At every gathering, speakers urged us all to listen with open minds and open hearts, to demonstrate that Black Lives Matter by supporting black-owned businesses, speaking up whenever and wherever we see racism and hate, and voting – honoring our ancestors who fought and died to give us that right.

“What will you do differently after today?” Victoria Smith asked the crowd of nearly 500 gathered in Beaver Falls on Saturday, June 6th. “If you don’t vote, then you are not in this fight.” Register by October 19th to vote in the next election. If you will be 18 by Election Day, you can vote!

RiverWise stands with 30 other sustainability organizations in western Pennsylvania in calling for a responsible path forward in response to COVID-19, including the structural racism in our society that has put our Black neighbors at greater risk.

We were honored to be part of the coalition who drafted this piece, and we stand behind the spirit and substance of the document.

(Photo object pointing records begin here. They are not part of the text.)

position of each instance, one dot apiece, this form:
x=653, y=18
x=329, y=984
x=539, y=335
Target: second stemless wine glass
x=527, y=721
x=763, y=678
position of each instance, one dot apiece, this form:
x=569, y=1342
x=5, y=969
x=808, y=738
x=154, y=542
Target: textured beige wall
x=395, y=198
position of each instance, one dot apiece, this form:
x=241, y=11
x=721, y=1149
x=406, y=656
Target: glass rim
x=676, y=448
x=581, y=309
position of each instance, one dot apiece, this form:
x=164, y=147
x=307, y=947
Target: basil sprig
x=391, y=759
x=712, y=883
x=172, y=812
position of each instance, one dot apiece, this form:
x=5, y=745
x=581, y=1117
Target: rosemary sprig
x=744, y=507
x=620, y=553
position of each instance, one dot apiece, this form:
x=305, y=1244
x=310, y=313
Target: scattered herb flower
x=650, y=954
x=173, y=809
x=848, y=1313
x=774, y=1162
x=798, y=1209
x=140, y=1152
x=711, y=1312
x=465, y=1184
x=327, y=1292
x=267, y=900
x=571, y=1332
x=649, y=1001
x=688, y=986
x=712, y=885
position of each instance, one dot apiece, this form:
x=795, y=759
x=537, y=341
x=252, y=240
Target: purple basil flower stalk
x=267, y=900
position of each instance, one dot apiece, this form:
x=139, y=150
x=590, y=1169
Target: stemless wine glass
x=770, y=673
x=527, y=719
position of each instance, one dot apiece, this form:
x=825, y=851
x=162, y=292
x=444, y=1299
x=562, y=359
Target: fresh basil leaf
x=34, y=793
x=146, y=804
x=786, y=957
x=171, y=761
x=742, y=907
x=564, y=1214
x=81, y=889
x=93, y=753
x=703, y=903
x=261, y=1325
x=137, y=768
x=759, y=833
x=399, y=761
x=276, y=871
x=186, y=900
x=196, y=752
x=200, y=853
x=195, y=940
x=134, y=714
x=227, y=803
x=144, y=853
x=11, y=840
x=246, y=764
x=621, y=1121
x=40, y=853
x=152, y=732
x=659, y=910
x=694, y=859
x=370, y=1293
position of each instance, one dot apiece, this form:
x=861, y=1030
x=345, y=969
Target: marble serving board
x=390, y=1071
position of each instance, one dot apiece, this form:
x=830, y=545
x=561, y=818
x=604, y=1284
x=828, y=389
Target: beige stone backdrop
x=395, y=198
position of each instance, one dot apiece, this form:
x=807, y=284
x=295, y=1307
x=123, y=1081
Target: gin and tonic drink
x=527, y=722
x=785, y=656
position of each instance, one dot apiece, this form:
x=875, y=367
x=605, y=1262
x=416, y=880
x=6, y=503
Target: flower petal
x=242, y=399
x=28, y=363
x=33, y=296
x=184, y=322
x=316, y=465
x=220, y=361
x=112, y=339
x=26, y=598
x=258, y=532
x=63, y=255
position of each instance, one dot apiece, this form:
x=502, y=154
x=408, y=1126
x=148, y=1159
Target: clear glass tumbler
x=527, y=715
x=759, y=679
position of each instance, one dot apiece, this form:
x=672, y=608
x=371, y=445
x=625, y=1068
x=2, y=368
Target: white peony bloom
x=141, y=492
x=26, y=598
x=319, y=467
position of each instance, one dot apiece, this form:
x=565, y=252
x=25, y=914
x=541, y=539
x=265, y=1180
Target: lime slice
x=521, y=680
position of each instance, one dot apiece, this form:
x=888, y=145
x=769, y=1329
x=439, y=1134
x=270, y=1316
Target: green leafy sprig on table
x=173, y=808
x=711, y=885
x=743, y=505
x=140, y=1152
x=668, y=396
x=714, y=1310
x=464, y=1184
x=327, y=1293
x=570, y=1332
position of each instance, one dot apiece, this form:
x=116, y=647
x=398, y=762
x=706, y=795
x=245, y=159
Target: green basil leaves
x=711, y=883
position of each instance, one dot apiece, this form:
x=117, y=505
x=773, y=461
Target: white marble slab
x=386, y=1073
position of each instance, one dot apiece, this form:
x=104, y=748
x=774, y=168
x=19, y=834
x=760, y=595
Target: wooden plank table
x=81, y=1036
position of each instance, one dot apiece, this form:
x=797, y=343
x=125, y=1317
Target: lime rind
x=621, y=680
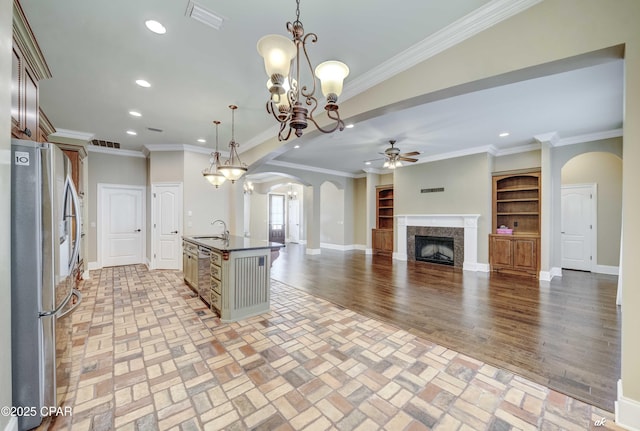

Please take a moment to read the full article and dream with us about what such a stance would require here in Beaver County.

“During the COVID-19 crisis, the people of southwestern Pennsylvania have learned much about who we are, who we want to be, and the need for unity and leadership in the face of loss and uncertainty. The pandemic continues to cause great change, even as we navigate what it means to reopen. Recent events in Minneapolis and across the nation are reinforcing the critical need to intentionally address racism and develop systems that work for everyone.

This turbulent time presents a unique opportunity to rebuild a stronger, more resilient region together. A responsible recovery from COVID-19 and from our legacy of racism begins with addressing the essential challenges before us and planning our best next steps. Now is the time to build a society that is truly founded upon justice for all, and comes from understanding and respecting the interconnectedness of all people, our health, our environment, and our prosperity.”